FIG. 9 illustrates a proposal for moves of resources in a device floorplan.
FIG. 10 shows a parallelization technique according to an exemplary embodiment.
FIG. 11 depicts an example of a serial analysis algorithm.
FIG. 12 shows an example of the parallelization of an analysis algorithm.
FIG. 13 illustrates a block diagram of a system for processing information using the disclosed concepts.

DETAILED DESCRIPTION

The inventive concepts contemplate apparatus and associated methods for parallelizing software, such as CAD algorithms or software, or CAD software for FPGAs. The disclosed concepts seek to run software or algorithms in parallel, for example, by using threading or multiple processors, so as to improve the speed of execution.
Generally speaking, the inventive concepts contemplate various ways of running software in a parallel fashion or executing algorithms in parallel. FIGS. 1 and 2 show two examples of techniques that may be used. Persons of ordinary skill in the art who have the benefit of the description of the invention understand that other techniques and examples may be used, as desired.
FIG. 1 shows a technique for parallelization used in exemplary embodiments by using multiple threads.
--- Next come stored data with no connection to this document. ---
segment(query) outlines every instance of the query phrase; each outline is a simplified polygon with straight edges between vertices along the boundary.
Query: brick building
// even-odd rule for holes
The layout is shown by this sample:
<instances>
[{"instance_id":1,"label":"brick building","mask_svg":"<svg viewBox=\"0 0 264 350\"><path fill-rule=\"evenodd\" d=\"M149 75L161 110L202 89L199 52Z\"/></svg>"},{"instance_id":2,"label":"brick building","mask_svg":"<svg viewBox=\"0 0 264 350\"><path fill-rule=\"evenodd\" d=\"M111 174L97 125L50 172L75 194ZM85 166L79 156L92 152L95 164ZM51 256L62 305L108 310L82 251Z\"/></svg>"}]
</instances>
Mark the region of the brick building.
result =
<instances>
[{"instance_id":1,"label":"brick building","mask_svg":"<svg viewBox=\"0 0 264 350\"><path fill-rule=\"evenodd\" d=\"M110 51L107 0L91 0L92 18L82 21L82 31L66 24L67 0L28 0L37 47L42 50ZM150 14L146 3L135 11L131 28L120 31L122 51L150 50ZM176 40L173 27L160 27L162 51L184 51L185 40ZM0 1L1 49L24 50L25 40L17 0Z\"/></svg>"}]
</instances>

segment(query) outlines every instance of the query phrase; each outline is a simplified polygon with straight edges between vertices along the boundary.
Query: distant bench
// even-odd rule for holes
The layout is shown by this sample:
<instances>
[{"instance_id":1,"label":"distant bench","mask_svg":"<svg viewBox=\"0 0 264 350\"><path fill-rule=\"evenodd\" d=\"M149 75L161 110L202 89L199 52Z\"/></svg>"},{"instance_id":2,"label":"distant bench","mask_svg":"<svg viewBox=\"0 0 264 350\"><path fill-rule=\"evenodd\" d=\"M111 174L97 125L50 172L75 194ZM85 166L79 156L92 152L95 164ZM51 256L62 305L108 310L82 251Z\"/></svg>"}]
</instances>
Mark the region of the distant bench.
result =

The arrangement shown in FIG. 1 includes a set of tasks 13, a scheduler 10, and a set of threads 16. The set of tasks 13 make up the various tasks that the CAD software or algorithm seeks to execute or run. Generally, set 13 may include any desired number of tasks, say, N tasks, whereas the set of threads 16 may include any desired or suitable number of threads, say, K threads (note that K and N may or may not be equal).
Scheduler 10 accepts tasks from set 13 and schedules them for execution on one or more computers. More specifically, scheduler 10 assigns the tasks in set 13 to the threads in set 16. For example, scheduler 10 may assign task 1 to thread 1, task 2 to thread 2, and so on. The assignment to the threads will then result in execution of the corresponding assigned tasks.
FIG. 2 illustrates another technique for parallelization used in exemplary embodiments by using multiple processors. The arrangement in FIG. 2 includes a set of tasks 13, a scheduler 10, and a set of processors or computers or similar appropriate apparatus, labeled as 19. As an example, the set of processors 19 may constitute a parallel computer, a massively parallel computer, etc., as persons of ordinary skill in the art who have the benefit of the description of the invention understand.
The set of tasks 13 represents the various tasks that the CAD software or algorithm seeks to execute or run. Generally, set 13 may include any desired number of tasks, say, N tasks, whereas the set of processors 19 may include any desired or suitable number of processors, say, M threads (note that K and M may or may not be equal).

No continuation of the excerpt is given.